ORIGINAL RESEARCH article
Front. Neurosci., 09 October 2009
To what extent is blood a reasonable surrogate for brain in gene expression studies: estimation from mouse hippocampus and spleen
Social, Genetic and Developmental Psychiatry Centre, Institute of Psychiatry, King’s College London, London, UK
Department of Neuroscience, Institute of Psychiatry, King’s College London, London, UK
University of Tennessee Medical School, Memphis, TN, USA
Microarrays are designed to measure genome-wide differences in gene expression. In cases where a tissue is not accessible for analysis (e.g. human brain), it is of interest to determine whether a second, accessible tissue could be used as a surrogate for transcription profiling. Surrogacy has applications in the study of behavioural and neurodegenerative disorders. Comparison between hippocampus and spleen mRNA obtained from a mouse recombinant inbred panel indicates a high degree of correlation between the tissues for genes that display a high heritability of expression level. This correlation is not limited to apparent expression differences caused by sequence polymorphisms in the target sequences and includes both cis and trans genetic effects. A tissue such as blood could therefore give surrogate information on expression in brain for a subset of genes, in particular those co-expressed between the two tissues, which have heritably varying expression.

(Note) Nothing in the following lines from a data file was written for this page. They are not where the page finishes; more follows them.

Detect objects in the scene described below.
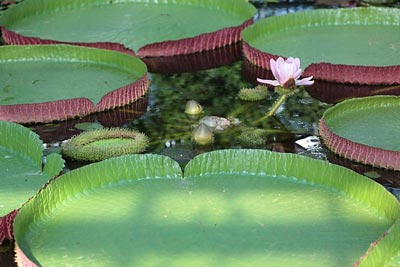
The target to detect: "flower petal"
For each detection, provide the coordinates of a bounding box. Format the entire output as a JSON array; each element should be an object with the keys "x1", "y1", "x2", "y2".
[
  {"x1": 269, "y1": 58, "x2": 279, "y2": 80},
  {"x1": 293, "y1": 69, "x2": 303, "y2": 80}
]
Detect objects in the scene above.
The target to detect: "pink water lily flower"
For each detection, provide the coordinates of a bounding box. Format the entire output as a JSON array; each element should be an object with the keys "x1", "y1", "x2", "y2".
[{"x1": 257, "y1": 57, "x2": 314, "y2": 88}]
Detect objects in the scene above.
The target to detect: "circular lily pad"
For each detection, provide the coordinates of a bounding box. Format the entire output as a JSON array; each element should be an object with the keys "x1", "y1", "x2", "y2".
[
  {"x1": 319, "y1": 96, "x2": 400, "y2": 170},
  {"x1": 242, "y1": 7, "x2": 400, "y2": 84},
  {"x1": 14, "y1": 150, "x2": 400, "y2": 267},
  {"x1": 0, "y1": 121, "x2": 64, "y2": 244},
  {"x1": 0, "y1": 45, "x2": 148, "y2": 123},
  {"x1": 0, "y1": 0, "x2": 256, "y2": 57}
]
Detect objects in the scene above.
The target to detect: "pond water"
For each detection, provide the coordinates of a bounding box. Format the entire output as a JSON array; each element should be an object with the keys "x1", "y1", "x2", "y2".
[{"x1": 0, "y1": 2, "x2": 400, "y2": 266}]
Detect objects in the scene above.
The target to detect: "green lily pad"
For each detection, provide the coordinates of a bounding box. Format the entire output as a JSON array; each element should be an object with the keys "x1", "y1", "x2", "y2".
[
  {"x1": 319, "y1": 96, "x2": 400, "y2": 173},
  {"x1": 242, "y1": 7, "x2": 400, "y2": 84},
  {"x1": 0, "y1": 0, "x2": 256, "y2": 57},
  {"x1": 14, "y1": 150, "x2": 400, "y2": 267},
  {"x1": 0, "y1": 45, "x2": 148, "y2": 123},
  {"x1": 0, "y1": 121, "x2": 64, "y2": 244}
]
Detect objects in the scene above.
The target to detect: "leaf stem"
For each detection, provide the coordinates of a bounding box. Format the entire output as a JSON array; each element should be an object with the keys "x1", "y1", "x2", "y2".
[{"x1": 256, "y1": 94, "x2": 290, "y2": 123}]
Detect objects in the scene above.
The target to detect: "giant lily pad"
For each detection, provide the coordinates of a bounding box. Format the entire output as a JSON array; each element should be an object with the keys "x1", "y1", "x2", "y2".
[
  {"x1": 242, "y1": 7, "x2": 400, "y2": 84},
  {"x1": 14, "y1": 150, "x2": 400, "y2": 267},
  {"x1": 0, "y1": 45, "x2": 148, "y2": 123},
  {"x1": 319, "y1": 96, "x2": 400, "y2": 170},
  {"x1": 0, "y1": 121, "x2": 64, "y2": 244},
  {"x1": 0, "y1": 0, "x2": 256, "y2": 57}
]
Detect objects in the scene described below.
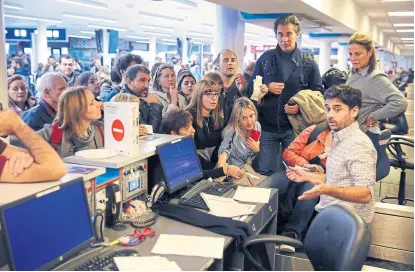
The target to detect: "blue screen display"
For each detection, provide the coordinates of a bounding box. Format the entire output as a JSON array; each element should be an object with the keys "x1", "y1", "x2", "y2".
[
  {"x1": 159, "y1": 137, "x2": 202, "y2": 188},
  {"x1": 4, "y1": 181, "x2": 93, "y2": 271}
]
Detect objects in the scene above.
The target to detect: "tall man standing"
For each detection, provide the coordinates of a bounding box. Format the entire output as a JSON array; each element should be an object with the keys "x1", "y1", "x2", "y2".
[{"x1": 248, "y1": 15, "x2": 323, "y2": 175}]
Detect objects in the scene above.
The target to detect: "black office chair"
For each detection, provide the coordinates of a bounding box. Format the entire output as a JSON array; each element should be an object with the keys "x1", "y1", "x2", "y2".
[
  {"x1": 243, "y1": 206, "x2": 371, "y2": 271},
  {"x1": 381, "y1": 136, "x2": 414, "y2": 205}
]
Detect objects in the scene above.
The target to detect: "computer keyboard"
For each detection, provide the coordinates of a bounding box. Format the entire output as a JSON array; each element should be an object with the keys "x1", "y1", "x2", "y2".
[
  {"x1": 75, "y1": 249, "x2": 140, "y2": 271},
  {"x1": 179, "y1": 182, "x2": 237, "y2": 211}
]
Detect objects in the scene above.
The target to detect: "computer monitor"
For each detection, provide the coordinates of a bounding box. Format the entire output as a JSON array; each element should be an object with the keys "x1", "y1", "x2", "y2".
[
  {"x1": 157, "y1": 136, "x2": 203, "y2": 194},
  {"x1": 0, "y1": 178, "x2": 94, "y2": 271}
]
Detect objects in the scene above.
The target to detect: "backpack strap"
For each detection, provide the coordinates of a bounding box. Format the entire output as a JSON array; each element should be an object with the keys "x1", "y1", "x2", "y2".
[{"x1": 50, "y1": 123, "x2": 63, "y2": 150}]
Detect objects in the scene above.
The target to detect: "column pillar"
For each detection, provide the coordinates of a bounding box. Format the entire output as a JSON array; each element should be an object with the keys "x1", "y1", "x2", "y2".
[
  {"x1": 214, "y1": 5, "x2": 245, "y2": 72},
  {"x1": 318, "y1": 41, "x2": 331, "y2": 75},
  {"x1": 33, "y1": 22, "x2": 49, "y2": 64},
  {"x1": 337, "y1": 43, "x2": 349, "y2": 71},
  {"x1": 148, "y1": 36, "x2": 157, "y2": 69},
  {"x1": 0, "y1": 0, "x2": 9, "y2": 109}
]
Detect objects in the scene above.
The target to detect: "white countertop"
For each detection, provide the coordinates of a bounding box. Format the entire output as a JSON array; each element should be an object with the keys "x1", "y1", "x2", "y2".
[
  {"x1": 63, "y1": 134, "x2": 181, "y2": 169},
  {"x1": 0, "y1": 164, "x2": 105, "y2": 206}
]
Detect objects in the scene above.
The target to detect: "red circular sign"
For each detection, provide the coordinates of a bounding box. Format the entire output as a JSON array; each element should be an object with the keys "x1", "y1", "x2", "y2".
[{"x1": 111, "y1": 119, "x2": 124, "y2": 142}]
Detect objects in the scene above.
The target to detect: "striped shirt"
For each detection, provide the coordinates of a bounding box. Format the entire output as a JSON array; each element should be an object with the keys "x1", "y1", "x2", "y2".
[
  {"x1": 219, "y1": 121, "x2": 261, "y2": 167},
  {"x1": 316, "y1": 122, "x2": 377, "y2": 223}
]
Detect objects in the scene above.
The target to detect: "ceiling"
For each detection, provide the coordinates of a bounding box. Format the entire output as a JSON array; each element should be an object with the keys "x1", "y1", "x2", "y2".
[{"x1": 4, "y1": 0, "x2": 414, "y2": 54}]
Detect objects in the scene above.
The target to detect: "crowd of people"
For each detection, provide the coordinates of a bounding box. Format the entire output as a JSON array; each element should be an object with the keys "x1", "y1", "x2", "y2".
[{"x1": 0, "y1": 15, "x2": 407, "y2": 251}]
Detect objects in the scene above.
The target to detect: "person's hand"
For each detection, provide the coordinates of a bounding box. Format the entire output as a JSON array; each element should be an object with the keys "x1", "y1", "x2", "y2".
[
  {"x1": 169, "y1": 87, "x2": 179, "y2": 105},
  {"x1": 246, "y1": 137, "x2": 259, "y2": 153},
  {"x1": 7, "y1": 151, "x2": 34, "y2": 177},
  {"x1": 298, "y1": 183, "x2": 329, "y2": 200},
  {"x1": 287, "y1": 166, "x2": 310, "y2": 182},
  {"x1": 284, "y1": 104, "x2": 299, "y2": 114},
  {"x1": 259, "y1": 84, "x2": 268, "y2": 100},
  {"x1": 226, "y1": 165, "x2": 244, "y2": 179},
  {"x1": 235, "y1": 73, "x2": 246, "y2": 92},
  {"x1": 268, "y1": 82, "x2": 285, "y2": 94},
  {"x1": 0, "y1": 110, "x2": 24, "y2": 136},
  {"x1": 138, "y1": 125, "x2": 147, "y2": 136},
  {"x1": 365, "y1": 115, "x2": 379, "y2": 127},
  {"x1": 303, "y1": 163, "x2": 324, "y2": 173},
  {"x1": 145, "y1": 94, "x2": 160, "y2": 104}
]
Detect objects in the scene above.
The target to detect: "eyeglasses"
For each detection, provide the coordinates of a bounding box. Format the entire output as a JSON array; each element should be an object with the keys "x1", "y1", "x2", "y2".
[{"x1": 203, "y1": 92, "x2": 219, "y2": 98}]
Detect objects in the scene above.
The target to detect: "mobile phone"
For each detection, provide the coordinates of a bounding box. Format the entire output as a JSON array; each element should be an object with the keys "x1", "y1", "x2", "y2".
[{"x1": 250, "y1": 130, "x2": 261, "y2": 142}]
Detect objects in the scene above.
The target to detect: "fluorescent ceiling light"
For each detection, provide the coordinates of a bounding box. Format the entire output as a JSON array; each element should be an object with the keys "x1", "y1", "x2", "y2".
[
  {"x1": 88, "y1": 25, "x2": 127, "y2": 31},
  {"x1": 56, "y1": 0, "x2": 108, "y2": 9},
  {"x1": 140, "y1": 24, "x2": 174, "y2": 32},
  {"x1": 167, "y1": 0, "x2": 197, "y2": 9},
  {"x1": 68, "y1": 35, "x2": 92, "y2": 40},
  {"x1": 388, "y1": 11, "x2": 414, "y2": 16},
  {"x1": 3, "y1": 2, "x2": 24, "y2": 10},
  {"x1": 4, "y1": 14, "x2": 62, "y2": 24},
  {"x1": 62, "y1": 13, "x2": 118, "y2": 24},
  {"x1": 187, "y1": 31, "x2": 212, "y2": 38},
  {"x1": 393, "y1": 24, "x2": 414, "y2": 27},
  {"x1": 127, "y1": 36, "x2": 150, "y2": 40},
  {"x1": 144, "y1": 31, "x2": 171, "y2": 37},
  {"x1": 139, "y1": 11, "x2": 184, "y2": 23}
]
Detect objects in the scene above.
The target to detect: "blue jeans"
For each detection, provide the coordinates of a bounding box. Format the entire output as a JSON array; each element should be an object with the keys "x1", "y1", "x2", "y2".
[{"x1": 253, "y1": 129, "x2": 294, "y2": 176}]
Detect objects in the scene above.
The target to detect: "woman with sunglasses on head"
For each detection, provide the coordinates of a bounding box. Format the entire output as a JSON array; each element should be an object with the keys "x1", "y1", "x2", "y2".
[
  {"x1": 151, "y1": 64, "x2": 186, "y2": 116},
  {"x1": 186, "y1": 79, "x2": 223, "y2": 164}
]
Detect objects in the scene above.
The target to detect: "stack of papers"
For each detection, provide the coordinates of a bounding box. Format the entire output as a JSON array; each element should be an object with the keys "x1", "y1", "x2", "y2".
[
  {"x1": 200, "y1": 193, "x2": 255, "y2": 218},
  {"x1": 114, "y1": 256, "x2": 182, "y2": 271},
  {"x1": 151, "y1": 234, "x2": 225, "y2": 259},
  {"x1": 233, "y1": 186, "x2": 271, "y2": 203}
]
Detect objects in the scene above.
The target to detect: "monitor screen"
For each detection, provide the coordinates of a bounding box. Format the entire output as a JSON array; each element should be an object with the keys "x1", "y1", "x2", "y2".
[
  {"x1": 157, "y1": 137, "x2": 203, "y2": 193},
  {"x1": 2, "y1": 179, "x2": 93, "y2": 271}
]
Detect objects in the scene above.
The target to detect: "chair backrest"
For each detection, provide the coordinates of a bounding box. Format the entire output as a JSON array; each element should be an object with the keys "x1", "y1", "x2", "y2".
[{"x1": 304, "y1": 206, "x2": 371, "y2": 271}]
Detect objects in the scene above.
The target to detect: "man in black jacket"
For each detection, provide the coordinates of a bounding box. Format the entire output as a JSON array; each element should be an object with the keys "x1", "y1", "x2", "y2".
[
  {"x1": 121, "y1": 64, "x2": 163, "y2": 134},
  {"x1": 248, "y1": 15, "x2": 323, "y2": 175}
]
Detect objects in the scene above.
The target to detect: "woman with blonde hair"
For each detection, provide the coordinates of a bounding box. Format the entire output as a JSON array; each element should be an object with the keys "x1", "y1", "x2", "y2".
[
  {"x1": 37, "y1": 86, "x2": 104, "y2": 158},
  {"x1": 151, "y1": 64, "x2": 186, "y2": 116},
  {"x1": 217, "y1": 97, "x2": 266, "y2": 186},
  {"x1": 346, "y1": 32, "x2": 408, "y2": 157},
  {"x1": 186, "y1": 79, "x2": 223, "y2": 164}
]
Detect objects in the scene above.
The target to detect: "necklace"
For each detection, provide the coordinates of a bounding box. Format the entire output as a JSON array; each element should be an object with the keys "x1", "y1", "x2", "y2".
[{"x1": 202, "y1": 117, "x2": 210, "y2": 134}]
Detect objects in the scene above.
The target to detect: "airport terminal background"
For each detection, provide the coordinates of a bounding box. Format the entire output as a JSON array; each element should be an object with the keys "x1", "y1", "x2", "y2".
[{"x1": 0, "y1": 0, "x2": 414, "y2": 270}]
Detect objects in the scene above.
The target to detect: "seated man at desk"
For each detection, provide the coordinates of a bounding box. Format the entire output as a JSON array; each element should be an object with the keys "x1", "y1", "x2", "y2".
[
  {"x1": 0, "y1": 110, "x2": 67, "y2": 183},
  {"x1": 120, "y1": 64, "x2": 163, "y2": 136},
  {"x1": 161, "y1": 109, "x2": 243, "y2": 179},
  {"x1": 287, "y1": 84, "x2": 377, "y2": 223}
]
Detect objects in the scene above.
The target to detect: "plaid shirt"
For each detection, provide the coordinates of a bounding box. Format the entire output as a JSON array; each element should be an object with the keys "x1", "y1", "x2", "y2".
[{"x1": 316, "y1": 122, "x2": 377, "y2": 223}]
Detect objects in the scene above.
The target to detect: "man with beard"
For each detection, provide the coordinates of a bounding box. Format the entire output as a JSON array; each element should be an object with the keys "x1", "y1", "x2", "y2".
[
  {"x1": 217, "y1": 49, "x2": 247, "y2": 127},
  {"x1": 120, "y1": 64, "x2": 163, "y2": 135},
  {"x1": 59, "y1": 54, "x2": 77, "y2": 87}
]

Microarray technology captures the variation in expression levels within the transcriptome. Gene expression levels not only vary between different genotypes but also between each tissue within the same individual. Gene expression profiles of a particular tissue can be used in the prognosis and diagnosis of disease. Research on cervical cancer identified approximately 40 genes that could be used to generate a profile to distinguish normal and cancerous tissue (Wong et al., 2003 ) This approach has also been used in the prediction of breast (Brennan et al., 2005 ), rectal (de Bruin et al., 2007 ) and gastric cancers (Wang et al., 2006 ). Similar analysis could potentially allow insight into the genetic component of neurodegenerative disorders such as Alzheimer’s disease and Parkinson’s disease. Expression analysis of the brains of deceased Alzheimer’s and Parkinson’s sufferers has revealed major changes in gene regulation associated with each disease (Blalock et al., 2004 ; Papapetropoulos et al., 2007 ). However, the lack of human brain tissue samples available has limited the scale of such research and ultimately does not allow for the development of diagnostic tools for the disease in living patients. The same limitation can also affect basic research into gene function. One possible solution to this problem is the use of another tissue such as blood as a substitute for the actual tissue of interest (Liew et al., 2006 ; Mohr and Liew, 2007 ). It is not clear whether this approach is viable due to the effects to tissue-specific expression.
In order to establish the validity of tissue substitution, it is necessary to understand the tissue-specific sources of variation in expression. (Sullivan et al., 2006 ) address the question of comparability of expression profiles between tissues. Their analysis compared individual profiles (i.e pairwise correlation of arrays across all expressed transcripts) and concluded that there is substantial correlation between profiles from tissues. These profile correlations are of interest as they reflect a common biological baseline of all cells (as well as the technical profile of the arrays). However, the work is not informative on the main question for surrogate tissues: does the study of blood (for example) offer the opportunity to infer expression differences that also occur in brain?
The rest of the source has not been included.